Rusia recortó casi 80% sus compras de carne argentina

Al pésimo balance de noviembre para los volúmenes enviados, se suma un recorte de más de 83% en divisas, comparando los valores con igual mes del año pasado.

Por
16deDiciembrede2008a las07:16

La visita oficial que cumplió la semana pasada la Presidenta Cristina Fernández de Kirchner a Rusia no cambiará la mala racha de las ventas de carnes a ese mercado. Las importaciones de bifes al principal comprador argentino cayeron en noviembre 77,6% en volumen y 83,6% en divisas si se comparan esos valores con los de igual mes del año pasado, lo que dejó a Rusia como el principal causante de la retracción en las ventas externas de carne argentina.

Pese al acuerdo que trajo la Presidenta, por 3.500 toneladas de hamburguesas congeladas, volumen que representa cerca de 5% de lo exportado este año, la crisis internacional que aplastó la demanda y recortó los precios a la mitad mantendrá en jaque al negocio de la carne vacuna en los próximos meses. Según informó el Instituto de Promoción de la Carne Vacuna Argentina (Ipcva), en términos generales, “para diciembre debería esperarse que el volumen mensual de exportación vuelva a reducirse en relación al mes precedente”.

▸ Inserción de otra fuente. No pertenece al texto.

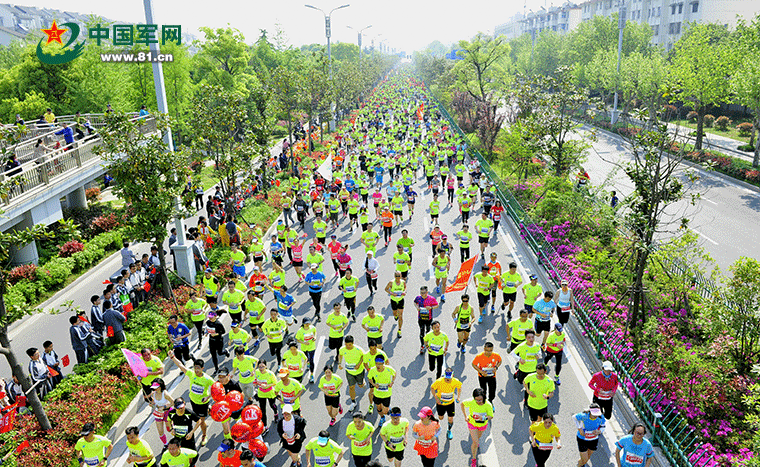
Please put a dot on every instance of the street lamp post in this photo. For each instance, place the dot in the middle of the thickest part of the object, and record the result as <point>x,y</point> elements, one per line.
<point>621,25</point>
<point>360,31</point>
<point>183,254</point>
<point>328,17</point>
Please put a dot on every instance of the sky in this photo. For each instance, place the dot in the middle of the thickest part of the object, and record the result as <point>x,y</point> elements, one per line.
<point>403,24</point>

Más allá de la crisis del último trimestre, los datos relevados por el Área de Información Económica y Estadística del Ipcva, indican, además, que entre enero y noviembre últimos el volumen exportado a Rusia fue 21% menor a igual período de 2007, alcanzando las 65.541 toneladas. Esa caída responde a las restricciones comerciales locales, que les valieron reclamos a los exportadores argentinos que acompañaron a la Presidenta a Rusia. Fueron cerca de una decena los empresarios de la industrias cárnica presentes en Moscú, entre los que se contaban la firma Lafayette, Quickfood, Ganadera Arenales y Campo del Tesoro.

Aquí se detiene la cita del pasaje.